Making a Good Last Impression: How to Leave a Job Gracefully

I quit.
It's a phrase that takes a lot of courage to say, especially when it's being directed at an employer. Utter it at the wrong time or in the wrong manner, and the results could be damaging to your career.

For Jennifer, an attorney in New York, it was a particularly gut-wrenching experience. The twentysomething had been looking for a new job for several months when she got an offer from one of the law firms where she had interviewed. The job wasn't her first choice among those she applied for, but it did offer more money than her current position.

She didn't know what to do: Take the job that was being offered or hold off for one of the ones she wanted more? It wouldn't be smart to turn down a sure thing, she figured, so she decided to quit. "I wanted to do the right thing and give them a full two weeks' notice."

Jennifer, who asked that her last name not be used for this column, told her boss that she got a better offer elsewhere and respectfully quit. Later that night, she regretted the move. She felt that she should have held out for a job she wanted more, and she didn't want to take the new position in the interim. "I didn't sleep at all" that night, she says. The next day, she rescinded her notice.

Jennifer's boss was forgiving and allowed her to keep her position. A month later, however, she was offered a job she really wanted at a different firm, and left for good.

Still, Jennifer's transition was hardly smooth, and it probably wasn't the ideal way the situation could have been handled.

"Once you give notice, you've kind of crossed an imaginary line -- a point of no return," says Marc Karasu, a spokesman for Yahoo HotJobs. Jennifer could have tried to buy more time from the firm who made her the offer before she said yes, he says. In the meantime, she might have been able to tease an offer from one of the other firms she was interested in.

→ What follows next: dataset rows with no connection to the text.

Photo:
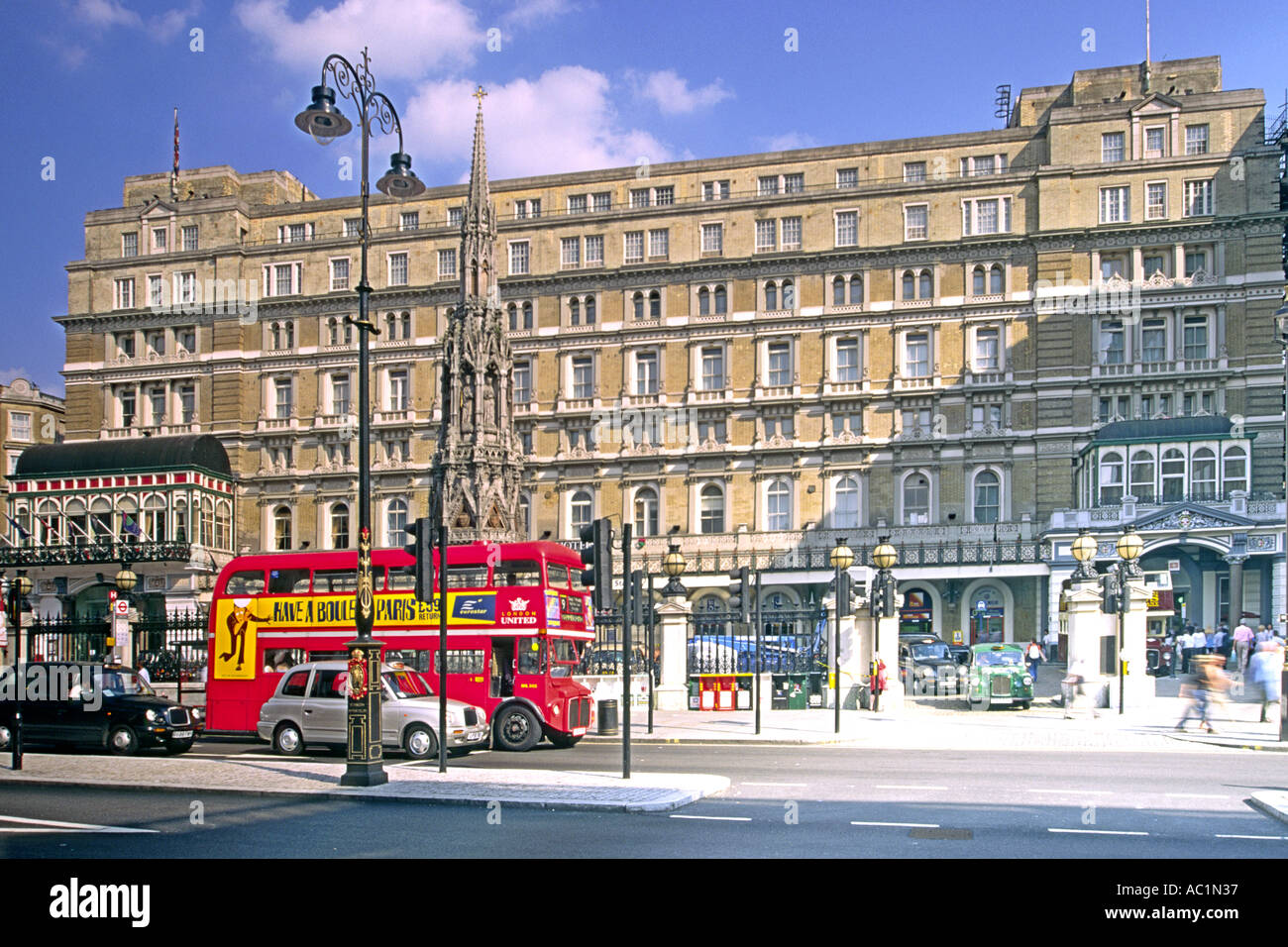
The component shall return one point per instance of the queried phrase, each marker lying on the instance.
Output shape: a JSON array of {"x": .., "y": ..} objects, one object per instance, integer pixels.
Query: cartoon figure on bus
[{"x": 239, "y": 620}]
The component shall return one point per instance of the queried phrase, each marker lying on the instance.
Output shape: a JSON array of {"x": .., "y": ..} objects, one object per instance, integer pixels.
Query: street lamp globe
[{"x": 322, "y": 119}]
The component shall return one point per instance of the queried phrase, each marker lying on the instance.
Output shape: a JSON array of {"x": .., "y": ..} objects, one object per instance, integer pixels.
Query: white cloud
[
  {"x": 562, "y": 121},
  {"x": 673, "y": 95},
  {"x": 408, "y": 40}
]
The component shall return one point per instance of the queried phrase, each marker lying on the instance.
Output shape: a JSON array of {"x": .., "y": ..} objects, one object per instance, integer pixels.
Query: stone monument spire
[{"x": 478, "y": 453}]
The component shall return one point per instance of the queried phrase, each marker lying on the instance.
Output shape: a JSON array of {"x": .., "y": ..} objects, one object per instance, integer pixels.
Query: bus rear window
[
  {"x": 245, "y": 583},
  {"x": 287, "y": 581},
  {"x": 516, "y": 573}
]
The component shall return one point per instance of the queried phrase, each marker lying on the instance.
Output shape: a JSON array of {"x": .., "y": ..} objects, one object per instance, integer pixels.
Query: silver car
[{"x": 309, "y": 706}]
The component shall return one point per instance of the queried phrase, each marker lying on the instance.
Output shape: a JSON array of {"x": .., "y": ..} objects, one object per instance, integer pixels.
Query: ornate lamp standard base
[{"x": 365, "y": 757}]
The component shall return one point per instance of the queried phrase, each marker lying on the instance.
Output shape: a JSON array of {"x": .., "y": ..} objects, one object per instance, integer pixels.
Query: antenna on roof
[{"x": 1004, "y": 103}]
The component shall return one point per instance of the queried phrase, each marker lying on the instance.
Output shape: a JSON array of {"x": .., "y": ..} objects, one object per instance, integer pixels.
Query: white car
[{"x": 309, "y": 706}]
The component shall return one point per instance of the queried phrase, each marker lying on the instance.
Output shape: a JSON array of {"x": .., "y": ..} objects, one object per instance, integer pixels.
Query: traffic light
[
  {"x": 599, "y": 557},
  {"x": 739, "y": 600},
  {"x": 638, "y": 596},
  {"x": 421, "y": 548}
]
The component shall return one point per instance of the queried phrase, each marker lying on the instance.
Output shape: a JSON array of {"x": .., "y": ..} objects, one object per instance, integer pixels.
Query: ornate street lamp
[
  {"x": 674, "y": 565},
  {"x": 325, "y": 123}
]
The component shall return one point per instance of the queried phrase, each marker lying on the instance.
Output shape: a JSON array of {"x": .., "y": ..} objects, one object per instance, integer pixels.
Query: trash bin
[{"x": 606, "y": 718}]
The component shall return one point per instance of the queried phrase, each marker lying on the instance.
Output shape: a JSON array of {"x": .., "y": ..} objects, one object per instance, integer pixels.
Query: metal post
[
  {"x": 759, "y": 659},
  {"x": 626, "y": 650}
]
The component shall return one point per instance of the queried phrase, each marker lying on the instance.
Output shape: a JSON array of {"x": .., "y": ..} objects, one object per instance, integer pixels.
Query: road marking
[
  {"x": 894, "y": 785},
  {"x": 43, "y": 825},
  {"x": 717, "y": 818}
]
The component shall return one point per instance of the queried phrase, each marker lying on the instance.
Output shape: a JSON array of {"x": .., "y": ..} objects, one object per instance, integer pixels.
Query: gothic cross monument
[{"x": 478, "y": 453}]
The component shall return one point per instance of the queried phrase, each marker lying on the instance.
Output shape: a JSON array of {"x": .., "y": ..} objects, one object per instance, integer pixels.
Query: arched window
[
  {"x": 645, "y": 512},
  {"x": 282, "y": 527},
  {"x": 395, "y": 523},
  {"x": 845, "y": 514},
  {"x": 1203, "y": 474},
  {"x": 1173, "y": 475},
  {"x": 711, "y": 508},
  {"x": 780, "y": 505},
  {"x": 1234, "y": 472},
  {"x": 915, "y": 500},
  {"x": 1142, "y": 475},
  {"x": 583, "y": 510},
  {"x": 1111, "y": 478},
  {"x": 340, "y": 526},
  {"x": 988, "y": 497}
]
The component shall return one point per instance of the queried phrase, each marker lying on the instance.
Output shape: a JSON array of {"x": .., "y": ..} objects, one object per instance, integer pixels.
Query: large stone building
[{"x": 975, "y": 343}]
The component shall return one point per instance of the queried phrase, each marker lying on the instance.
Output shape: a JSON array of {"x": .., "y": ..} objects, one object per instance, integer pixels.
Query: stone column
[{"x": 673, "y": 631}]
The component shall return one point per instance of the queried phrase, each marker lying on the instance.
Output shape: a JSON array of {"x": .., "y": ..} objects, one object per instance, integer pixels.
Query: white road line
[
  {"x": 44, "y": 825},
  {"x": 716, "y": 818}
]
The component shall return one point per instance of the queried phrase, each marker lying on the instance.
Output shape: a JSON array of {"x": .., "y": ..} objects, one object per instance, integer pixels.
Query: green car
[{"x": 999, "y": 677}]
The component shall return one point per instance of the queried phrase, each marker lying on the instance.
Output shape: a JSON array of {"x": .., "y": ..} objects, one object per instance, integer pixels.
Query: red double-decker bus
[{"x": 515, "y": 629}]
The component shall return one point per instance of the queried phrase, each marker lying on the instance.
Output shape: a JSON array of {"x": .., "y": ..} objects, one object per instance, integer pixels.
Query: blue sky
[{"x": 574, "y": 84}]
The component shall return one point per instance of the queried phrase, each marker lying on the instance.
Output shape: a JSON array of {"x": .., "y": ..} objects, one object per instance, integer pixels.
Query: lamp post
[
  {"x": 325, "y": 123},
  {"x": 881, "y": 604},
  {"x": 841, "y": 558}
]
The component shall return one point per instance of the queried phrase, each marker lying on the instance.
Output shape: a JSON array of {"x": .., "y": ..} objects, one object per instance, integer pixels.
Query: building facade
[{"x": 927, "y": 338}]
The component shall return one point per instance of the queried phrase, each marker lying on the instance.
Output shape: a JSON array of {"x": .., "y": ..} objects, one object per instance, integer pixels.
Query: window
[
  {"x": 658, "y": 244},
  {"x": 340, "y": 273},
  {"x": 340, "y": 526},
  {"x": 1153, "y": 341},
  {"x": 712, "y": 239},
  {"x": 447, "y": 263},
  {"x": 987, "y": 215},
  {"x": 711, "y": 505},
  {"x": 282, "y": 403},
  {"x": 1115, "y": 205},
  {"x": 914, "y": 217},
  {"x": 987, "y": 350},
  {"x": 570, "y": 252},
  {"x": 848, "y": 228},
  {"x": 780, "y": 364},
  {"x": 1112, "y": 146},
  {"x": 1155, "y": 142},
  {"x": 397, "y": 269},
  {"x": 715, "y": 189},
  {"x": 584, "y": 376},
  {"x": 712, "y": 368},
  {"x": 522, "y": 382},
  {"x": 846, "y": 360},
  {"x": 123, "y": 295},
  {"x": 1198, "y": 198},
  {"x": 519, "y": 258},
  {"x": 1196, "y": 140},
  {"x": 780, "y": 505},
  {"x": 1196, "y": 338},
  {"x": 767, "y": 235},
  {"x": 917, "y": 355},
  {"x": 915, "y": 500},
  {"x": 988, "y": 501}
]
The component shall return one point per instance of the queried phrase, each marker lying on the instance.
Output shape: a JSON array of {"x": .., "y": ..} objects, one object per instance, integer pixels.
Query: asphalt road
[{"x": 786, "y": 801}]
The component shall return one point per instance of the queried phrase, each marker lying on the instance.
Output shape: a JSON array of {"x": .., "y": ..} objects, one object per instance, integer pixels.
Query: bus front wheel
[{"x": 516, "y": 729}]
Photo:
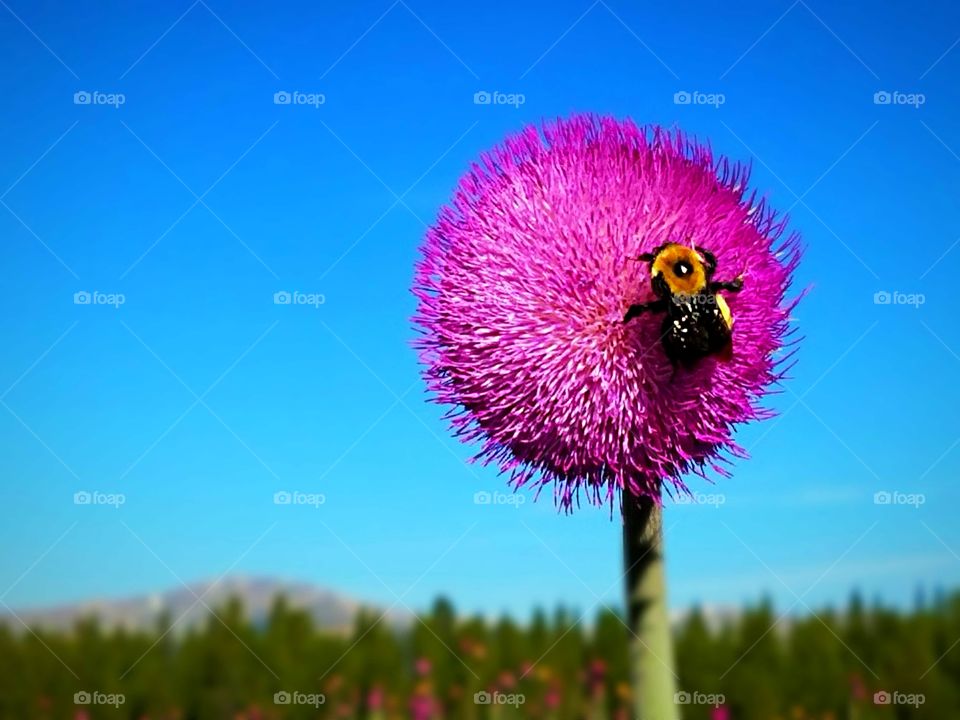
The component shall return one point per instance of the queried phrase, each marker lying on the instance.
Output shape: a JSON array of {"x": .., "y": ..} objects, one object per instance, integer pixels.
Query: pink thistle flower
[{"x": 523, "y": 285}]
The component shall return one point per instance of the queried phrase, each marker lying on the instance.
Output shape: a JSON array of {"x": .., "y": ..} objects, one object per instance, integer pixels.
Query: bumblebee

Mastering the ins and outs of moving from job to job is an important skill, particularly for young people, since we are likely to move around a lot. It's more than just being professional, it's about shoring your future career moves, and your finances. The average person will have 9.2 jobs between the ages of 18 and 34, according to the U.S. Bureau of Labor Statistics. Meanwhile, a survey from the Society of Human Resource Management last November found that 75% of employees are actively or passively looking for work, now that the economy is getting stronger.